It has been a rough few years for cannabis stocks, but a generally solid performance in April has buoyed the industry. Still, investors looking for upside and growth might be left wanting considering the revenue numbers of some of the sector’s leading companies. Verano, a prominent multi-state operator, reported revenue down 4% from the prior quarter and 5% year-over-year. Green Thumb Industries nudged 1% higher in the first quarter compared to the same period last year. Curaleaf revenues dipped 9% from the year prior, and 6% compared to Q4 2024.
Meanwhile, cannabis sales figures in April slowed across much of the United States compared to April 2024 according to leading cannabis data company BDSA. New York, in just its third full year of legal sales, bucked that trend.
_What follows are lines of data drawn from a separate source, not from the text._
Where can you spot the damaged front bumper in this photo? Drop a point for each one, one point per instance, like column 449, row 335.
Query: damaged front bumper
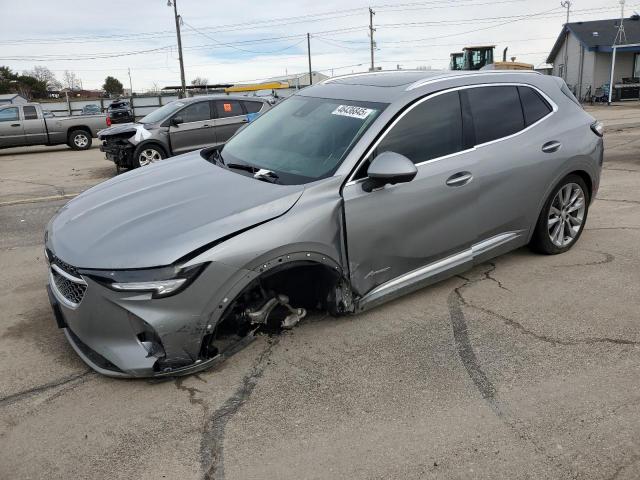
column 119, row 151
column 131, row 334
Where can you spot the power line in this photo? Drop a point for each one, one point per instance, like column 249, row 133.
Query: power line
column 329, row 15
column 238, row 48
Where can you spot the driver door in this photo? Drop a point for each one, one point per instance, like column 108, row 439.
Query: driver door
column 412, row 227
column 11, row 127
column 196, row 130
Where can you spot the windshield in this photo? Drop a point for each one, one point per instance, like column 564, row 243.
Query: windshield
column 303, row 138
column 162, row 112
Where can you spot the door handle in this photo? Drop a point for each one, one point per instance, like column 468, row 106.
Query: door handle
column 551, row 147
column 459, row 179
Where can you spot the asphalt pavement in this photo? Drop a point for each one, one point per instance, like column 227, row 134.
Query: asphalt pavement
column 526, row 367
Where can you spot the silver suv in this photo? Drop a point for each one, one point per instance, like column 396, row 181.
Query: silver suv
column 348, row 194
column 179, row 127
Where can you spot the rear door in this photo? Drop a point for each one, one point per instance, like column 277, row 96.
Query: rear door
column 11, row 128
column 196, row 130
column 230, row 116
column 513, row 173
column 34, row 129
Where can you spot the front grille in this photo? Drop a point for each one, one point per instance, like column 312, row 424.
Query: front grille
column 72, row 290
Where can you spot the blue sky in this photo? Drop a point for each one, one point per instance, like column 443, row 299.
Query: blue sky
column 245, row 40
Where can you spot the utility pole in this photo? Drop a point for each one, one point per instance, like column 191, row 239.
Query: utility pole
column 566, row 4
column 178, row 19
column 371, row 30
column 309, row 55
column 621, row 36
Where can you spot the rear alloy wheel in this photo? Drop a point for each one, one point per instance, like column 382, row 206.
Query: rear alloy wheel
column 79, row 140
column 566, row 215
column 563, row 217
column 149, row 155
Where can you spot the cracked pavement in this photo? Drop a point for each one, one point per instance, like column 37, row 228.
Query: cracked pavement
column 525, row 367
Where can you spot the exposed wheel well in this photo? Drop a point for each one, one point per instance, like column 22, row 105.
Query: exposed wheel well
column 309, row 285
column 152, row 143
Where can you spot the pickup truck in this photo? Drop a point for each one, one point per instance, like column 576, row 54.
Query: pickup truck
column 27, row 124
It is estimated New York generated $120.7 million in sales for the month, up ~189% from April 2024’s $41.8 million figure. The state is ramping up licensing approvals and anticipates hitting $1.5 billion in sales for 2025. There are currently 384 adult-use dispensaries operating in the state, up about 48% from the 260 that were open as of December 2024.
So we have a very young industry that is getting another look from investors at a time when growth in the more mature markets has stagnated somewhat and many of the biggest companies are posting flat or declining revenue numbers. Where is the value?
The LEEF Brands Value Proposition
LEEF Brands Inc. (CSE: LEEF) (OTCQB: LEEEF) presents an interesting case of a growth opportunity that isn’t yet recognized by many investors. The various industry indexes haven’t taken note of the company yet, but there is a compelling story here that plays on industry trends and should be heard.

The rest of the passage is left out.